Here Daniel Larison excoriates war-dog Senator John McCain over his scolding of Air Force General Paul Selva at a Senate Armed Servces Committee hearing. Larison chastises McCain for his willingness to spend American blood on any and all military engagements, and for risking a broader war with Russia in Syria that could lead to perilous consequences for all.
Dana Milbank reproduces a notable exchange from the Senate Armed Services Committee hearing on Syria:
“We have the military capacity to impose a no-fly zone,” Selva said without hesitation. But he was concerned about the Syrian and Russian reaction. “The potential for miscalculation and loss of American life in the air,” he said, “do not warrant the no-fly zone.”
Sen. John McCain, the panel’s chairman, shook his head. “It is one of the more embarrassing statements I have ever heard from a uniformed military officer,” the Arizona Republican said, “that we are worried about Syria and Russia’s reaction to saving the lives of thousands and thousands of Syrians being barrel-bombed and massacred.”
McCain is the one who should be embarrassed by this exchange, but it doesn’t surprise me that he wasn’t. There is no military option so reckless or dangerous that McCain wouldn’t support it, and it is fortunate that our military leaders are not quite so cavalier about risking American lives and possibly provoking major wars. Thinking through how potential adversaries might react to a course of action is the responsible and sane thing for anyone in the government to do whether he is a military officer or a civilian. Gen. Selva is doing what he ought to be doing under the circumstances, and McCain ought to be ashamed for upbraiding him for offering a sober reckoning of the potential costs and benefits of his preferred policy. In this case, it is also absolutely right to be cautious when talking about an aggressive measure that puts the U.S. on a collision course with another nuclear-armed state. McCain’s characteristic disregard for the consequences of military action is what Milbank should be condemning here rather than faulting Pentagon officials for being responsible.

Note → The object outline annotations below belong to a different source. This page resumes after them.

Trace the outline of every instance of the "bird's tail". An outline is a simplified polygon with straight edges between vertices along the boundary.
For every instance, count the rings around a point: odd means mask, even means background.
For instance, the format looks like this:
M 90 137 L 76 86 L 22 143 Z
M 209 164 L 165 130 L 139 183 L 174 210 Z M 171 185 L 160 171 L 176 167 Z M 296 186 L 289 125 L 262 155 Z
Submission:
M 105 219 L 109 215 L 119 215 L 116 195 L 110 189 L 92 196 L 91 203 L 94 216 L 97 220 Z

It also needs to be emphasized here that starting a war with the Syrian government and risking war with Russia wouldn’t guarantee the protection of any civilians in Syria. No only would a “no-fly zone” fail to offer any protection for civilians from ground attacks from the regime or ISIS, but it would risk escalating the war to the detriment of civilians in all parts of Syria. If a “no-fly zone” were to trigger a wider war, the consequences could be even more severe for all parties to the conflict. As hawks typically do, McCain dismisses the possibility that an aggressive policy might backfire or cost more than it gains the U.S. He is the one ignoring the perils and pitfalls of deeper intervention, and it is simply deplorable.